Artículo publicado el 8 de Septiembre de 2015
Artículo publicado el 8 de Septiembre de 2015

La foto de Aylan, el niño sirio cuyo cuerpo sin vida fue hallado en una playa de Bodrum (Turquía), ha dado la vuelta al mundo y ha provocado rabia y emoción. Pero su historia corre el peligro de ser olvidada pronto si no se llega hasta las raíces de esta tragedia migratoria. 

Sobre Aylan Kurdi se ha escrito mucho. Todos hemos reaccionado de forma diferente ante la foto que muestra su cuerpo sin vida yaciendo boca abajo en la playa de Bodrum. El mar se ha llevado la esperanza que Aylan y su familia tenían de llegar a Canadá, el país donde residen desde hace tiempo algunos parientes que les estaban esperando. Nosotros somos ese mar. Si cada día mueren cientos de inmigrantes como Aylan en Siria o durante la odisea que muchos emprenden para escapar de aquel país, nosotros somos culpables. La culpa la tiene la comunidad internacional (no solo Europa, también hablo de América y los Estados del Golfo), que durante mucho tiempo han observado la situación impasiblemente sin mover un dedo. 

En este repentino momento de culpa, ¿es acaso la desgarradora imagen de la muerte de un niño suficiente como para despertar nuestra conciencia enferma? Como si no fuera suficiente saber que, no muy lejos de nuestros hogares, esto ha estado sucediendo durante cuatro años y no parece que haya un final a la vista: Por un lado hay un criminal que mata, bombardea y tortura a su propia gente, y por el otro un grupo de bárbaros trastornados que cometen atrocidades de todo tipo. Y luego estamos nosotros, que levantamos muros y colocamos alambre de espino. Nosotros, que hablamos sobre ética y censura, sobre imágenes que ofenden nuestra sensibilidad y sobre la banalidad del horror. 

Nosotros, que estamos preparados para tomar las armas y defender el crucifijo en las escuelas, que vamos a misa los domingos por la mañana pero cerramos la puerta a nuestro prójimo.

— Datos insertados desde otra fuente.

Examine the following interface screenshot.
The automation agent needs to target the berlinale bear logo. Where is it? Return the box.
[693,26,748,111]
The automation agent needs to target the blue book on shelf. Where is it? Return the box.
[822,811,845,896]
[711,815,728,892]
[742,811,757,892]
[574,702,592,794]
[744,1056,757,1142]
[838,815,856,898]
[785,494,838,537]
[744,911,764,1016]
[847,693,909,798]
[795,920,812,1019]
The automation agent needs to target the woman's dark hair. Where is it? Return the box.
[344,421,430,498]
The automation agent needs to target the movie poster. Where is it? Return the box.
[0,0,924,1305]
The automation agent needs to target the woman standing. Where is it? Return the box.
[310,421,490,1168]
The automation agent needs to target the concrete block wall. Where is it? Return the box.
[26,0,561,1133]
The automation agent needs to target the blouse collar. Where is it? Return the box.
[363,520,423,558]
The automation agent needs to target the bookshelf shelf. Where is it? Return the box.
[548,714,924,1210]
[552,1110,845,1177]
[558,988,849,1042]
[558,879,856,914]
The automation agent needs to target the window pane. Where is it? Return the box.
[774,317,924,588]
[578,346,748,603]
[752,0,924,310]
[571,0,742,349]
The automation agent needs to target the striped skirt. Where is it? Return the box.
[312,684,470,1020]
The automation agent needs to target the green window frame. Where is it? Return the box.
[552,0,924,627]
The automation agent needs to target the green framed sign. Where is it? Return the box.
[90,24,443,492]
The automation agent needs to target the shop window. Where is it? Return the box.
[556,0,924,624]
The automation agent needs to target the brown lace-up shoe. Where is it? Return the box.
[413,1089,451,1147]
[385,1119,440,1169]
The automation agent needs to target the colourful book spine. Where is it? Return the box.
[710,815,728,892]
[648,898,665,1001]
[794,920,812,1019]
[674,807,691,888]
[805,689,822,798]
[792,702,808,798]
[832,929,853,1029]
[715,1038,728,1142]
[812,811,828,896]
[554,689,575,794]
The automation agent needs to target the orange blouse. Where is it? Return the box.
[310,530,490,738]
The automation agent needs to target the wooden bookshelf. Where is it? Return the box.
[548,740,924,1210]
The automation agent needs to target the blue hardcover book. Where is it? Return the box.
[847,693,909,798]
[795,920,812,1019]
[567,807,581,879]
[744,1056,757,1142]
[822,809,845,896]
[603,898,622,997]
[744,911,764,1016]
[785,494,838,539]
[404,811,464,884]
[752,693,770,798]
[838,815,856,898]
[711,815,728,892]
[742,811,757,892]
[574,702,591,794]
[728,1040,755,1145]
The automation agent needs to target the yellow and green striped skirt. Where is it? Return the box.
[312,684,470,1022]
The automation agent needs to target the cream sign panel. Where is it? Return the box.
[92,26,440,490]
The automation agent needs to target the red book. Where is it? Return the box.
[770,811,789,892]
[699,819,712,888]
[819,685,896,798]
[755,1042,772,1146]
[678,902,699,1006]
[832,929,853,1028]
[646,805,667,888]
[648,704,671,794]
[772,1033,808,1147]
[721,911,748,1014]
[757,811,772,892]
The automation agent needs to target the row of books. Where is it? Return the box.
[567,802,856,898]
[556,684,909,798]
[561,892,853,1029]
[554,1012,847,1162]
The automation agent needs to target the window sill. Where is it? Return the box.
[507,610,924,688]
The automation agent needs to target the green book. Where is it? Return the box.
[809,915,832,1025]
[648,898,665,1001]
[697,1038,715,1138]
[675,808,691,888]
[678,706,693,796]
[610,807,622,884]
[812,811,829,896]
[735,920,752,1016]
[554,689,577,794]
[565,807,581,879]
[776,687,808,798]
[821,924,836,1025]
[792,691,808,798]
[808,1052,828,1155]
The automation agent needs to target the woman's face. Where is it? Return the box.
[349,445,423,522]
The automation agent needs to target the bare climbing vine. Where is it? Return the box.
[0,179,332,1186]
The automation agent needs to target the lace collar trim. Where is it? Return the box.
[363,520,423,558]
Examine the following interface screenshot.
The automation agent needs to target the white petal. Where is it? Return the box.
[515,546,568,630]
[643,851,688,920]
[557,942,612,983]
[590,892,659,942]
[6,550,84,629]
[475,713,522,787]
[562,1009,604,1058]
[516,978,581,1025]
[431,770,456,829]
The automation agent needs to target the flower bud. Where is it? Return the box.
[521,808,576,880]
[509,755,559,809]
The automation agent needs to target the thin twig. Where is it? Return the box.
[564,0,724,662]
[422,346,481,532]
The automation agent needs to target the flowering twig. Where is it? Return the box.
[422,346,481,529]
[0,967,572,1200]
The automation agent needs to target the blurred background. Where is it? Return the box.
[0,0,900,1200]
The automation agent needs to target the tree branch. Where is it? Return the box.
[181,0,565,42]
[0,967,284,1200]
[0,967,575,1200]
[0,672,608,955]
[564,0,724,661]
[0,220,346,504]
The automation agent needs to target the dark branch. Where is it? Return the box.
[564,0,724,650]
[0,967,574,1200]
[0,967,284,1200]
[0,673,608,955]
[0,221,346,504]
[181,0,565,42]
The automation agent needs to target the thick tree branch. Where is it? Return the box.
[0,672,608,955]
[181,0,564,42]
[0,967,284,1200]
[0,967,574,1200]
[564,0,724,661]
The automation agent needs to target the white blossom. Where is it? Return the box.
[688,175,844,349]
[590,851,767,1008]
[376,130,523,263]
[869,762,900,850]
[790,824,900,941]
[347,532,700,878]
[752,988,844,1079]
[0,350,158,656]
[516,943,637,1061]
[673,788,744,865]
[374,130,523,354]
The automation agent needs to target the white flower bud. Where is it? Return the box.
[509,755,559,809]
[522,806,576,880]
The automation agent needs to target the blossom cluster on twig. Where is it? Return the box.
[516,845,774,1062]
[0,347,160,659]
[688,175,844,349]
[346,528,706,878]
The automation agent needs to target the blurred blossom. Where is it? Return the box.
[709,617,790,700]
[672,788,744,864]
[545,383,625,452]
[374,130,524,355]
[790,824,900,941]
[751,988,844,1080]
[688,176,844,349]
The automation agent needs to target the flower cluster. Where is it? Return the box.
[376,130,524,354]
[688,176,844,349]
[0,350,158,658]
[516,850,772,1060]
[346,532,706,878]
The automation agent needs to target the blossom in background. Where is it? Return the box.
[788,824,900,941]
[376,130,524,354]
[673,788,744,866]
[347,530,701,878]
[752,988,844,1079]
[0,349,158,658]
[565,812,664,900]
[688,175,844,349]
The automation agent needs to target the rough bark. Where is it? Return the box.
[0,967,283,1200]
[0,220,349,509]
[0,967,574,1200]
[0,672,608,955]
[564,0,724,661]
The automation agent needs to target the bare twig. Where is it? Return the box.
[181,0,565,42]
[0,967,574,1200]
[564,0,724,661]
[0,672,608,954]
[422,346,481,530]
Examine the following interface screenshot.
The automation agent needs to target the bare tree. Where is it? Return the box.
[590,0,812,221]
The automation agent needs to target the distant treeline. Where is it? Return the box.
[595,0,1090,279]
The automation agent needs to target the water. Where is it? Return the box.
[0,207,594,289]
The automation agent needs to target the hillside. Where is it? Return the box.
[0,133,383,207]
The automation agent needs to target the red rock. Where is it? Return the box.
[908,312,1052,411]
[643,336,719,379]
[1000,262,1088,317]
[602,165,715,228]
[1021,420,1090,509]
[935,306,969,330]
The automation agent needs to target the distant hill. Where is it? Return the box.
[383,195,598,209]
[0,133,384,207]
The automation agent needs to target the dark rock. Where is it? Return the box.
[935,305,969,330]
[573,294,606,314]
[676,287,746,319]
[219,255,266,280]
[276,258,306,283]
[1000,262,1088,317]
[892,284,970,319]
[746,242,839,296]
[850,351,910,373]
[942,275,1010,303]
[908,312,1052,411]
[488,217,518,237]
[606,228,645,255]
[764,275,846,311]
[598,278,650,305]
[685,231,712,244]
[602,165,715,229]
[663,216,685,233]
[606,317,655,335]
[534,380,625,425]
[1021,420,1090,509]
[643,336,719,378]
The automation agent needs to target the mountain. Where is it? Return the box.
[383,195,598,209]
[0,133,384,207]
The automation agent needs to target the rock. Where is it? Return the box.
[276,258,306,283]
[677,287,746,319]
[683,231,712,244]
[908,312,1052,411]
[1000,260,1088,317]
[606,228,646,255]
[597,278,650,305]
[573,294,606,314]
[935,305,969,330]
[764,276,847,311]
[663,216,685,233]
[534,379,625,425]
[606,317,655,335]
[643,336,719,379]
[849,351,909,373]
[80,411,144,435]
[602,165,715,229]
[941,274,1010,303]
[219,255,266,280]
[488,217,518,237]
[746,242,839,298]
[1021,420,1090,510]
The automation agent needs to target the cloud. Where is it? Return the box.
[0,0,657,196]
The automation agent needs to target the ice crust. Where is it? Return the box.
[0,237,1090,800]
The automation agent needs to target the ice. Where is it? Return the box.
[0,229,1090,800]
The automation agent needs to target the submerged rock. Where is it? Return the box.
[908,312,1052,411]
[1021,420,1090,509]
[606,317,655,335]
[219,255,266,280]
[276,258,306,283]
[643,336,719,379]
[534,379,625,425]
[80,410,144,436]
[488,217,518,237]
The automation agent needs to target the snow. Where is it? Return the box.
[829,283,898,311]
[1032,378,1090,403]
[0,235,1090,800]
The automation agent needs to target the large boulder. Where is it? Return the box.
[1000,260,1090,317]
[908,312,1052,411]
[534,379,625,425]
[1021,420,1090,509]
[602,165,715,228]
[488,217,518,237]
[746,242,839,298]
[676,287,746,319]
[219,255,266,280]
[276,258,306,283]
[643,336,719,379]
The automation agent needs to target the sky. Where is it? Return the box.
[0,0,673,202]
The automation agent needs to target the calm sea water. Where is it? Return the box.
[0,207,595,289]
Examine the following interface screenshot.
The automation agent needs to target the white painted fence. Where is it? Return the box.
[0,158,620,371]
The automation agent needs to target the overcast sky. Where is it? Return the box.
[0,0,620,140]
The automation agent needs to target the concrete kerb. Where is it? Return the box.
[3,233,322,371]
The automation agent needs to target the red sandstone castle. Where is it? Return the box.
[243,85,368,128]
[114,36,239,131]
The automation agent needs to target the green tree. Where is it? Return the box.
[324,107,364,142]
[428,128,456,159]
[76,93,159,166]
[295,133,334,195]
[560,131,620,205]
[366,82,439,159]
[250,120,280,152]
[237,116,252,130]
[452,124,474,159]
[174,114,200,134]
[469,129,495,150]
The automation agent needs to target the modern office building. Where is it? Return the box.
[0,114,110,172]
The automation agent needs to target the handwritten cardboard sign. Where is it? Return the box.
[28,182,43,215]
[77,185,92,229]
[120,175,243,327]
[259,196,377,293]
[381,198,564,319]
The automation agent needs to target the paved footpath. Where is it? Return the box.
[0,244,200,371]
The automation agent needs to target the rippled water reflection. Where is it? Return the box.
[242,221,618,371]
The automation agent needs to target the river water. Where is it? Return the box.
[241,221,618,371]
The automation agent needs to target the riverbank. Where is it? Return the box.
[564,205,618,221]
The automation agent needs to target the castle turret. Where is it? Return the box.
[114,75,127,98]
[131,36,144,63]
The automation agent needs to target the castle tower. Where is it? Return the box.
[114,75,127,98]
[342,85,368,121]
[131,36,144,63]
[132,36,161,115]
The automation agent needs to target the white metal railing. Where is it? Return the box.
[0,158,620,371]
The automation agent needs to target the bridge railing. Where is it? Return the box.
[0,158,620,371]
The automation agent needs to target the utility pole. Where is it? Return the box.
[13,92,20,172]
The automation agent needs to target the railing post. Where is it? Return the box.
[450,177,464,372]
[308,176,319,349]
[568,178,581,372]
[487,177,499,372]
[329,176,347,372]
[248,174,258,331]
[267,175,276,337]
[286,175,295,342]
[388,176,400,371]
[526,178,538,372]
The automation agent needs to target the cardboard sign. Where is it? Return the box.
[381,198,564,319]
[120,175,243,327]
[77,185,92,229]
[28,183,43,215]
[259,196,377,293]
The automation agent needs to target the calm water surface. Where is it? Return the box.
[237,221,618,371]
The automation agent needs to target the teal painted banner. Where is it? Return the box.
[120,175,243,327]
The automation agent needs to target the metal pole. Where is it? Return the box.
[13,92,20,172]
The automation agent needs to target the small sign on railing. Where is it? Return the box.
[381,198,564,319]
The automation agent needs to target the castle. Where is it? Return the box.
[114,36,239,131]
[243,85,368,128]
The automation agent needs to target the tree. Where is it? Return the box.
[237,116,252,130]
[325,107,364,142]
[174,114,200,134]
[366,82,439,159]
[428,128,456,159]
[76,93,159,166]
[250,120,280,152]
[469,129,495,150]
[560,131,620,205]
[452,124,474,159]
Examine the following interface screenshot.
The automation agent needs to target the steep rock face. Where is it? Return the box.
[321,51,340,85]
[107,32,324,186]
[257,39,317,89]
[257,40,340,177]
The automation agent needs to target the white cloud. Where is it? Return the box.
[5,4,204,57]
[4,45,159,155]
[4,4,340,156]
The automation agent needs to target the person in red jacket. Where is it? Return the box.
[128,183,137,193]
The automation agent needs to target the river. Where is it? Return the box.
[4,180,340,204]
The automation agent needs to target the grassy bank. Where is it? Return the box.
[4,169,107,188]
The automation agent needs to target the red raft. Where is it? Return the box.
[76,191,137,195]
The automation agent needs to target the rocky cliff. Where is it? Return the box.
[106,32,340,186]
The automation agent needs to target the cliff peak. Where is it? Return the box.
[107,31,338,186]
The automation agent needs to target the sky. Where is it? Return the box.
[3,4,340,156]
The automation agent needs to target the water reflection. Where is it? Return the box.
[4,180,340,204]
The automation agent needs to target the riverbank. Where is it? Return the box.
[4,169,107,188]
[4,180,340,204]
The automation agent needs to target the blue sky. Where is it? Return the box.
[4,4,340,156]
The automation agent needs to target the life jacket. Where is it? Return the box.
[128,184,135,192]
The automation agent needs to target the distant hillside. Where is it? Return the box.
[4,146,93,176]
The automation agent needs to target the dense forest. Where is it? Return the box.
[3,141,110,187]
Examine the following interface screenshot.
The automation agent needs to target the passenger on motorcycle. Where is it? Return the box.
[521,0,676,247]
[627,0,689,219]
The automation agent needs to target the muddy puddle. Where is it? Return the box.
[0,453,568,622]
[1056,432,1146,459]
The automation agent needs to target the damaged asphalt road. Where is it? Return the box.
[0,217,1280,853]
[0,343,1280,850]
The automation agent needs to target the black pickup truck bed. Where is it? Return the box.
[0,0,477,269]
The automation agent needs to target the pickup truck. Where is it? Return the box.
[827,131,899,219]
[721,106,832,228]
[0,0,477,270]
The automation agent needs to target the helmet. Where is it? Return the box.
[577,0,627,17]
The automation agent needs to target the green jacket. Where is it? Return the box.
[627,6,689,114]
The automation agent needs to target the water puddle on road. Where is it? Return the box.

Nosotros, que "no somos racistas, pero vamos a ayudarles en su país de origen", olvidando que, en su país de origen, tenemos una responsabilidad directa y manifiesta. Nosotros, que tememos la invasión de los musulmanes, más bien de los "islamistas", pero a los que nos gusta mantener firmes acuerdos con Arabia Saudí o Qatar. Y, finalmente, nosotros, los que compartimos la imagen del cuerpo sin vida del pequeño Aylan, pero no nos preguntamos por qué y de quién está escapando.  Retrasamos, o quizás simplemente no estamos interesados en analizar la causa de esta tragedia humana. 

Pero nuestras lágrimas ya no sirven de nada, porque si una imagen no viene acompañada de una historia y no se examina de forma adecuada, se convierte en una imagen vacía que permanece colgada el tiempo suficiente como para causar molestia y amargura, y después ¡puf!, se desvanece en el aire. Cae en el olvido. 

Habrá más imágenes como ésta. De nuevo nos encontraremos hipócritamente emocionados y las compartiremos sin reflexionar, nos perderemos en debates que sin duda son interesantes, pero que limitan nuestra capacidad para tener en cuenta la raíz del problema. Y esto no ayuda a nadie. 

Nota: La tía de Aylan confirmó que "Aylan" era la versión turca que los oficiales turcos le dieron a su nombre. Alan es su nombre kurdo.